The scene clearly left an impression, judging by the blog posts fans are still writing about it. Not to mention the fact that ESPN produced a documentary about the great rivalry between the two teams, and that reconstructions of the fight can be found on the web… in Lego blocks.
His mother and wife were unable to go
So we might think the head coach of the mighty little Red Wings would be tired of hearing about this famous duel, but he was the first to utter the words “Patrick” and “Roy,” shortly before his team lost 4-0. Losing to the Adirondack Wings in the Quebec Pee-Wee Championship on Monday.
“I didn't want my wife [Jenna] “There was a lot of animosity,” the former goalie said, when asked specifically about the rivalry between the city that welcomed the Nordiques after their departure from Quebec, and Detroit. “When we attended the games between our two teams, there was a lot of animosity.”
He continued: “Neither my mother.” She had to go there once, but I ended up fighting with Patrick Roy in the previous match… Moreover, I know he led the Remparts here for a long time.
A photo of the signature
For those wondering: The two men buried the hatchet long ago.
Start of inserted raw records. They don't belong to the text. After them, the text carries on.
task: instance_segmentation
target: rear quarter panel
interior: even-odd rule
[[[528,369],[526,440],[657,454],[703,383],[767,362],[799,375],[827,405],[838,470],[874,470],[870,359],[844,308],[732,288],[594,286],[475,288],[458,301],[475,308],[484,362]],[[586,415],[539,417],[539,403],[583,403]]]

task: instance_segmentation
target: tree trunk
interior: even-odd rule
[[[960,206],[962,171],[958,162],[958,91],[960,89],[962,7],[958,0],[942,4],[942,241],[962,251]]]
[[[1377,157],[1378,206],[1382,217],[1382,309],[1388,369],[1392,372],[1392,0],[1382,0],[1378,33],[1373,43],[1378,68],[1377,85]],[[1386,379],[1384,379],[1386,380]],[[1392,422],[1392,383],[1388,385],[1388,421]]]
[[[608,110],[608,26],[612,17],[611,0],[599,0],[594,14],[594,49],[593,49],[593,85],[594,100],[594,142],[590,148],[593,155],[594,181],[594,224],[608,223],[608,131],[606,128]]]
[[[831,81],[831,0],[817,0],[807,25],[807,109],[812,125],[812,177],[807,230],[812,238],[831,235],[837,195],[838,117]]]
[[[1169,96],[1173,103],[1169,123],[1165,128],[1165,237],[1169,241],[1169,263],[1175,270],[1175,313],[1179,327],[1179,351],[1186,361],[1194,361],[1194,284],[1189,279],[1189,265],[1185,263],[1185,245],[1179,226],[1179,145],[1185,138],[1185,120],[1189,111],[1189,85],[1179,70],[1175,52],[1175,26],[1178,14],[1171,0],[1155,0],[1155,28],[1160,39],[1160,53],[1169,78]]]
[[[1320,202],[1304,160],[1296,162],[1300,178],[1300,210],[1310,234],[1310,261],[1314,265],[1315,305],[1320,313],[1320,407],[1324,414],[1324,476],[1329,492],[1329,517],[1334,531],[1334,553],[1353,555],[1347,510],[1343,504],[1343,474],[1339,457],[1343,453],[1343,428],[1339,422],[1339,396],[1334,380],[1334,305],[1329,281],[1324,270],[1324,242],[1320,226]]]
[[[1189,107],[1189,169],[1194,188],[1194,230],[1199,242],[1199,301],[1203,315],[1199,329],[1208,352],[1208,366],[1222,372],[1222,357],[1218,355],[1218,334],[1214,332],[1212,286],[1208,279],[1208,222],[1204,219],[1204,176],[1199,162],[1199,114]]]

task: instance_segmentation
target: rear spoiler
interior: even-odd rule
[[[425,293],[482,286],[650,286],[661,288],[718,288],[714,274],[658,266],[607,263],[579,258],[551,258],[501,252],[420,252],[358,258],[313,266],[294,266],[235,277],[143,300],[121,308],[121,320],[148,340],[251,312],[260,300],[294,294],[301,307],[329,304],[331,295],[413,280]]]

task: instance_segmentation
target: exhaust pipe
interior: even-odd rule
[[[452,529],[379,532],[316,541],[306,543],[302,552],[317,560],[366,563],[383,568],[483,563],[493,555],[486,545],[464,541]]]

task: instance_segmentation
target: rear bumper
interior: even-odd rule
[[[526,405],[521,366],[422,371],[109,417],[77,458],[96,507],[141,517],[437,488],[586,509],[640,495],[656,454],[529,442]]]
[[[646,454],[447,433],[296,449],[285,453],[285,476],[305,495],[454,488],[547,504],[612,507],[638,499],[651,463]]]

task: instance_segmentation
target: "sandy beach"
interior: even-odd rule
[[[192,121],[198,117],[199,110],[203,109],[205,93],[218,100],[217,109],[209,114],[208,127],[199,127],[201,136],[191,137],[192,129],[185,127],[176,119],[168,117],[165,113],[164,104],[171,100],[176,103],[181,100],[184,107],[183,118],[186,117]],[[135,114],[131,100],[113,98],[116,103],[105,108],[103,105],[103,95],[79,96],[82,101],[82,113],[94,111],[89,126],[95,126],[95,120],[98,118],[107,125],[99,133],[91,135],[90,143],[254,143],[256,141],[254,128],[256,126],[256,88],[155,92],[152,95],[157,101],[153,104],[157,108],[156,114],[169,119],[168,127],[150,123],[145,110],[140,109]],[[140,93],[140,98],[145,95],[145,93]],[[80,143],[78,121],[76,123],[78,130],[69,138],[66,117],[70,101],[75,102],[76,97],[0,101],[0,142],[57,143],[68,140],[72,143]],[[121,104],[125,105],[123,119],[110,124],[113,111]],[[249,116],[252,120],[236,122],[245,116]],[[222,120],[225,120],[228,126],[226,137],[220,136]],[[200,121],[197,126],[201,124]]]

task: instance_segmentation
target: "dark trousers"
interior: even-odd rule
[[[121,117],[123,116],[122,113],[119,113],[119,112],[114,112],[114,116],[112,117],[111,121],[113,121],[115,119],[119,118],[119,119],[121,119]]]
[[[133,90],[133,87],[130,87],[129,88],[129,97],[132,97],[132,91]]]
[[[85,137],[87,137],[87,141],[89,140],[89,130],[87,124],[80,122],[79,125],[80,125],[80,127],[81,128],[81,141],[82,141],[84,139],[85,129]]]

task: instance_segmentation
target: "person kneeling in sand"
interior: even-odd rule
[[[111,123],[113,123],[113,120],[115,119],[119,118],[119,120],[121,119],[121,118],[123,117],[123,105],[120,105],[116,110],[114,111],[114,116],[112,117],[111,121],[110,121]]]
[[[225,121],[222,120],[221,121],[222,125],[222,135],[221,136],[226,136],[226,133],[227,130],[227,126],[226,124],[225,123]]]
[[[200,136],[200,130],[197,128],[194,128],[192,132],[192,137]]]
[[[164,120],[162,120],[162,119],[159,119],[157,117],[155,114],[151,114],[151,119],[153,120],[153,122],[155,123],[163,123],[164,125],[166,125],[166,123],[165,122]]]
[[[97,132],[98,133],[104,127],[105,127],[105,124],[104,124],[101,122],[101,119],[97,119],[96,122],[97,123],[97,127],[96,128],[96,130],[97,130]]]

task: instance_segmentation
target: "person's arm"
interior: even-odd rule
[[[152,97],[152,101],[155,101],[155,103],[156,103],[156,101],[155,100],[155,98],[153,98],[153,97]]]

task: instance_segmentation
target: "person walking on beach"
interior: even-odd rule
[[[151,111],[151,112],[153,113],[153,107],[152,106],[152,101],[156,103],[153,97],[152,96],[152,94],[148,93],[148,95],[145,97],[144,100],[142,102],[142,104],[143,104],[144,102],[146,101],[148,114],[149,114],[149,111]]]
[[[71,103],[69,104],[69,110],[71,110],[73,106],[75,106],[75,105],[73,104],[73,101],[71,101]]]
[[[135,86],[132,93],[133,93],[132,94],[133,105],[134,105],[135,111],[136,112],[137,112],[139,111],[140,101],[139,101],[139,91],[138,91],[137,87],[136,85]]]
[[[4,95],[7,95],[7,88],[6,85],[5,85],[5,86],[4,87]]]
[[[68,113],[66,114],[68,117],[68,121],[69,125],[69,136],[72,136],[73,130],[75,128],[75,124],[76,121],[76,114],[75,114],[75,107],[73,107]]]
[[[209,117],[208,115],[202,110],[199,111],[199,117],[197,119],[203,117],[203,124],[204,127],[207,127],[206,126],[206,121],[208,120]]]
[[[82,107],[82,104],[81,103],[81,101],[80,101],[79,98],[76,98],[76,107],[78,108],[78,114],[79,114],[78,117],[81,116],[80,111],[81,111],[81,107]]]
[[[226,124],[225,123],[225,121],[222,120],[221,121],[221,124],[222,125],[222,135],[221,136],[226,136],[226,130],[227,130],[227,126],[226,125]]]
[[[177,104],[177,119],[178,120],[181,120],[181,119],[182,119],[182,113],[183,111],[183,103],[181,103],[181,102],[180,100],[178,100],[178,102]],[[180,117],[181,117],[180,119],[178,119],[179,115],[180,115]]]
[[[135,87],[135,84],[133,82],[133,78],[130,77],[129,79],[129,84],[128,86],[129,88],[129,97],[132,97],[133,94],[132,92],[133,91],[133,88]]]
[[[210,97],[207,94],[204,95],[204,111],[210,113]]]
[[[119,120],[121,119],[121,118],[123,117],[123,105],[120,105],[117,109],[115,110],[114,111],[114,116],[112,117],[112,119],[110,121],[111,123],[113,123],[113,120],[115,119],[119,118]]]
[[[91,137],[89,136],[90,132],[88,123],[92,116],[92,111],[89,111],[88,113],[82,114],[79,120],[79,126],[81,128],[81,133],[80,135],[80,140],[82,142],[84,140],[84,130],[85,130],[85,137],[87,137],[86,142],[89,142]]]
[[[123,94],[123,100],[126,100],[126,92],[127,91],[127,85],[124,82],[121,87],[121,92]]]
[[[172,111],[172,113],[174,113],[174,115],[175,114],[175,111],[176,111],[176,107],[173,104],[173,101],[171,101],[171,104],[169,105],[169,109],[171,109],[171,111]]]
Osgood wouldn't go so far as to say they “became friends,” but the two goalkeepers have had some opportunities to speak since then.
Particularly in 2013, when Osgood interviewed Roy for Bally Sports Detroit, at a time when the four-time Stanley Cup goaltender was leading the Avalanche.
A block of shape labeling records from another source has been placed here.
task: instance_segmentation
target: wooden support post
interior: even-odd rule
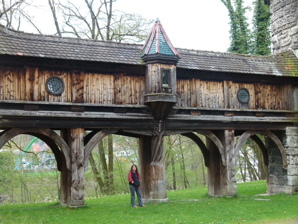
[[[141,175],[141,193],[142,202],[149,201],[151,189],[150,185],[150,163],[152,137],[141,136],[139,140],[139,171]]]
[[[208,194],[210,197],[219,196],[221,194],[220,154],[216,145],[209,138],[206,138],[206,144],[209,154]]]
[[[236,178],[234,130],[220,131],[218,137],[224,148],[226,166],[220,163],[221,194],[232,196],[237,194]]]
[[[84,129],[63,129],[61,135],[70,149],[71,170],[68,171],[62,163],[60,202],[67,202],[69,207],[84,205]]]
[[[154,204],[168,202],[166,192],[165,165],[164,162],[163,136],[164,123],[156,122],[152,137],[151,162],[150,164],[151,191],[149,201]]]
[[[66,143],[68,142],[67,129],[62,129],[60,131],[60,135]],[[60,202],[63,205],[67,203],[67,195],[70,193],[70,188],[68,184],[68,177],[70,176],[70,172],[66,167],[66,161],[63,152],[62,152],[62,166],[60,175]]]

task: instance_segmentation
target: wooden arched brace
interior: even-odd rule
[[[219,153],[221,154],[221,162],[223,165],[226,166],[226,157],[225,156],[224,148],[219,139],[215,135],[208,130],[196,130],[196,131],[198,134],[204,135],[210,139],[210,140],[215,144],[218,148]]]
[[[198,145],[200,149],[201,150],[202,154],[203,154],[205,165],[208,167],[209,165],[208,149],[202,140],[198,136],[193,132],[183,133],[180,134],[190,139]]]
[[[272,132],[268,131],[249,131],[243,133],[238,139],[236,146],[235,147],[235,155],[238,155],[239,153],[240,148],[245,140],[250,136],[257,134],[264,135],[270,138],[274,142],[279,149],[281,154],[283,160],[283,168],[285,170],[288,169],[288,162],[287,161],[287,154],[285,150],[283,145],[276,136]]]
[[[250,137],[250,138],[254,141],[259,146],[261,149],[261,151],[263,154],[264,163],[267,166],[269,165],[269,158],[268,157],[268,149],[266,148],[265,144],[257,135],[254,135]]]
[[[35,136],[38,138],[39,137],[36,136],[36,134],[40,136],[40,135],[46,136],[55,142],[63,152],[66,161],[66,168],[69,171],[70,171],[70,150],[67,144],[62,138],[57,133],[49,128],[15,128],[11,129],[0,136],[0,149],[3,147],[5,143],[13,137],[19,135],[26,133],[30,133],[31,135]],[[56,151],[55,149],[54,149],[54,150]]]
[[[116,133],[118,130],[117,129],[104,129],[102,130],[94,135],[86,144],[84,150],[84,171],[87,170],[88,168],[88,160],[89,159],[89,157],[95,145],[106,136],[111,134]]]
[[[38,133],[28,132],[24,134],[37,137],[48,145],[52,151],[53,154],[55,157],[57,164],[57,169],[59,171],[61,171],[62,168],[62,159],[64,159],[64,158],[62,156],[61,151],[55,141],[47,136]]]
[[[87,143],[89,142],[90,140],[92,138],[92,137],[96,134],[96,133],[101,131],[102,129],[100,129],[98,130],[96,130],[89,132],[87,134],[84,136],[84,146],[85,146]]]

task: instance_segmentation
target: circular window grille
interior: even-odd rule
[[[46,81],[46,90],[52,94],[60,94],[64,90],[64,87],[63,80],[58,76],[52,76]]]
[[[247,103],[249,101],[249,92],[245,88],[240,88],[237,91],[237,98],[242,103]]]

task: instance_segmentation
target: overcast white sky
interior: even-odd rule
[[[49,11],[48,0],[37,0]],[[244,0],[245,5],[252,8],[253,1]],[[118,0],[114,4],[114,10],[142,14],[154,20],[158,17],[175,47],[225,52],[229,45],[228,11],[220,0]],[[252,14],[252,12],[248,16]],[[48,18],[52,19],[51,16]],[[55,30],[53,20],[43,20],[36,17],[43,24],[42,33],[55,32],[47,32],[48,29]],[[36,33],[32,27],[23,27],[25,32]]]

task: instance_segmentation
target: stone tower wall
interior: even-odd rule
[[[298,56],[298,0],[271,0],[273,53],[289,48]]]
[[[275,132],[283,145],[287,154],[288,169],[283,169],[280,152],[276,145],[268,141],[269,179],[271,193],[292,194],[298,188],[298,134],[296,128],[285,131]]]

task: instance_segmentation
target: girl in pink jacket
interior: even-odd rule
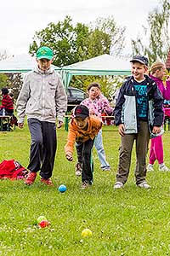
[[[157,84],[164,100],[170,100],[170,77],[167,77],[166,84],[164,85],[162,79],[166,74],[165,64],[161,61],[156,61],[150,67],[150,78]],[[157,160],[160,171],[169,171],[163,161],[163,143],[162,136],[151,139],[150,148],[150,164],[147,171],[154,171],[153,165]]]

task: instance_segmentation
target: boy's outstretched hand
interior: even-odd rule
[[[119,125],[118,130],[121,136],[125,136],[125,126],[123,124]]]
[[[73,160],[73,157],[72,157],[72,154],[71,153],[67,153],[65,154],[65,157],[66,159],[69,160],[69,161],[72,161]]]

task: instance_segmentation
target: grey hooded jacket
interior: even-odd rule
[[[19,123],[35,118],[51,123],[63,121],[67,97],[60,75],[50,67],[42,72],[37,67],[24,77],[24,84],[16,102]]]

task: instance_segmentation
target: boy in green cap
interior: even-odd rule
[[[56,118],[58,128],[63,125],[67,98],[59,74],[51,67],[53,50],[46,46],[37,51],[37,67],[26,73],[16,108],[18,126],[23,128],[27,115],[31,137],[30,171],[25,183],[31,185],[40,171],[41,181],[53,185],[50,179],[56,152]]]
The interview in English is available here
He added: “We were fierce competitors, but our relationship developed over time.” We've also spoken on a few occasions since this interview.
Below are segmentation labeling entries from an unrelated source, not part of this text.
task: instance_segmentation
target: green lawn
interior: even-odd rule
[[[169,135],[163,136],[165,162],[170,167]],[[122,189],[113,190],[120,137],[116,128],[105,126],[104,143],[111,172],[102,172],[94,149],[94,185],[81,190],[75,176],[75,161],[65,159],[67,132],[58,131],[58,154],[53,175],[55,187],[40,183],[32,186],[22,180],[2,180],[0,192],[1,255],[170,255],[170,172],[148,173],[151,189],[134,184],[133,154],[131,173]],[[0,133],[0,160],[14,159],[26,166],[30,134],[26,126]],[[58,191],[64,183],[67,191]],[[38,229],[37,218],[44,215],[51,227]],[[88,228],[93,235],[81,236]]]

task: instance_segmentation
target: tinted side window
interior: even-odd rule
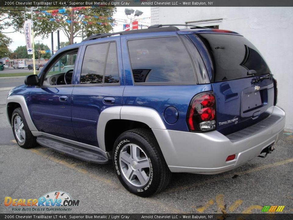
[[[209,51],[215,71],[212,82],[268,73],[269,69],[253,44],[242,36],[198,35]],[[251,74],[249,70],[254,70]],[[256,72],[256,73],[255,72]]]
[[[119,74],[116,44],[112,42],[110,45],[107,58],[107,63],[105,73],[105,83],[119,82]]]
[[[80,84],[103,82],[108,43],[87,46],[82,62]]]
[[[178,37],[130,40],[128,44],[135,82],[195,82],[190,58]]]

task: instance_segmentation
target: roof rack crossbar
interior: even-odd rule
[[[87,41],[90,40],[94,40],[98,38],[102,38],[105,37],[109,37],[109,36],[112,36],[113,35],[122,35],[123,34],[122,32],[117,32],[114,33],[108,33],[107,34],[97,34],[92,35],[82,41],[82,42],[84,41]]]
[[[193,25],[193,24],[154,24],[150,26],[148,28],[161,28],[166,26],[187,26],[188,27],[193,27],[197,28],[204,28],[205,29],[209,29],[208,28]]]

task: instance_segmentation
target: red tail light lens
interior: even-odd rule
[[[215,104],[212,92],[199,94],[194,97],[187,114],[190,130],[202,131],[215,128]]]

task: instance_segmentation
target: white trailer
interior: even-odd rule
[[[25,67],[25,64],[24,61],[14,61],[14,65],[13,68],[14,69],[23,69]]]

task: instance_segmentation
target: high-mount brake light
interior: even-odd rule
[[[195,96],[190,103],[187,122],[192,131],[211,130],[215,128],[215,102],[212,92]]]
[[[212,29],[212,30],[214,32],[219,32],[220,33],[235,33],[234,31],[231,31],[221,30],[220,29]]]

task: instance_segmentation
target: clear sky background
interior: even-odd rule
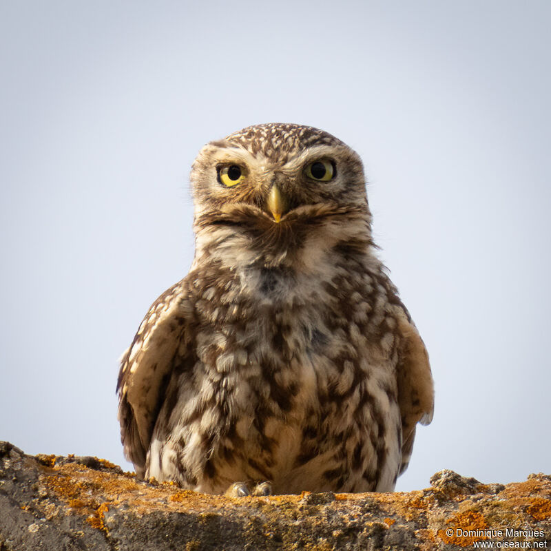
[[[194,253],[190,165],[251,124],[362,157],[430,355],[397,489],[551,471],[551,3],[0,1],[0,439],[123,457],[118,359]]]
He praised him, saying: “He is one of the best goalkeepers ever.”
And Osgood has a small request from Roy. But no, this is not revenge!
He even has a picture he would like to sign if the opportunity arises. “Maybe in New York one day!” He added, smiling.
“Good for hockey”
Of course, the Red Wings' young head coach has heard a lot about this battle since he set foot in Quebec a few days ago.
“I love it,” he confirms. It's part of people's memories, and I love meeting people and talking to them. He was good at hockey.”
Chris Osgood hadn't set foot in Quebec since his only encounter against the Nordiques, in 1993. But the former Red Wings goaltender well remembered that game Monday at Coliseum-Pepsi Arena, just a few steps from the Videotron Centre.
“I was 20,” he says. I was nervous! I didn't get a chance to visit at the time, but I always wanted to come back here. I'm Canadian, so I love it. I'm having a really good time.”
“It was only my second match [à l’étranger]Adds Osgood, now 51 years old. The first was against the Maple Leafs. So that was huge for me! They had Joe Sakic, and the goalie was Jocelyn Thibault.
At that time, he had no idea that many members of this franchise would become his arch enemies once they arrived in Colorado. He was also a long way from imagining that he would return to Quebec, nearly 30 years later, to lead a “Pee Wee” version of the Red Wings.
Detroit in the heart
But it's clear that Ozzie and Detroit have built a great love story from his 13 seasons with the Wings, and since his son Max – a defenseman – is part of the Red Wings Jr. program, he wouldn't turn down the opportunity to lead a team wearing jerseys. Embroidered with the famous red wing.
Nor catch an octopus on the ice, as that Red Wings tradition carries over to the Pee-Wee Championship.
“I wanted to give back to hockey,” he explains. I've been in Detroit for 31 years, and I'm thrilled to be leading these boys who are proud to represent the city.